More than a month and half after opposition rebels took to the streets of Libya to fight Moammar Gadhafi's security forces, the Obama Administration said Thursday that the U.S. is mulling ideas on how to respond.
The situation has intensified and estimates of those killed by Gadhafi forces in a barrage of aircraft bombings and street battles vary. Opposition members tell The Examiner that help this late in the game may not do much good.
"Why was no one there for us," said one Libyan opposition member to The Examiner. "Why are they not helping us now?"
US Ambassador to the United Nations Susan Rice told reporters Thursday "the U.S. view is that we need to be prepared to contemplate steps that include, but perhaps go beyond, a no-fly zone at this point.”

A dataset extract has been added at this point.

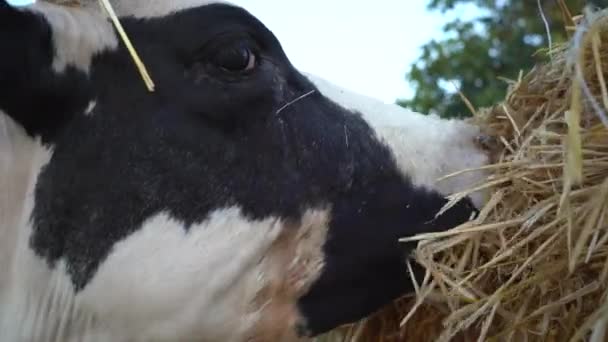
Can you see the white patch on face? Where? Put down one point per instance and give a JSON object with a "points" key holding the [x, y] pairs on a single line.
{"points": [[425, 147], [151, 8], [208, 283], [90, 108], [78, 34]]}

James Phillips, senior fellow at the Heritage Foundation and expert on North Africa, told The Examiner that the administration's failure to aide the opposition will be chalked up as one of the administration's best missed opportunities to get rid of Gadhafi.
"It seems like psychologically the tide has really turned," he said, referring to Gadhafi's gains in the past week against the rebels. "The Obama administration fumbled an opportunity to dislodge Gadhafi, by punting the ball to the UN security council for considerations on a military action. The Administration knows that anything the UN security council does will be a day late and a dollar short."
Phillips said "if Gadhafi consolidates control in Libya again there will be tremendous popular resentment against the Obama administration in the region."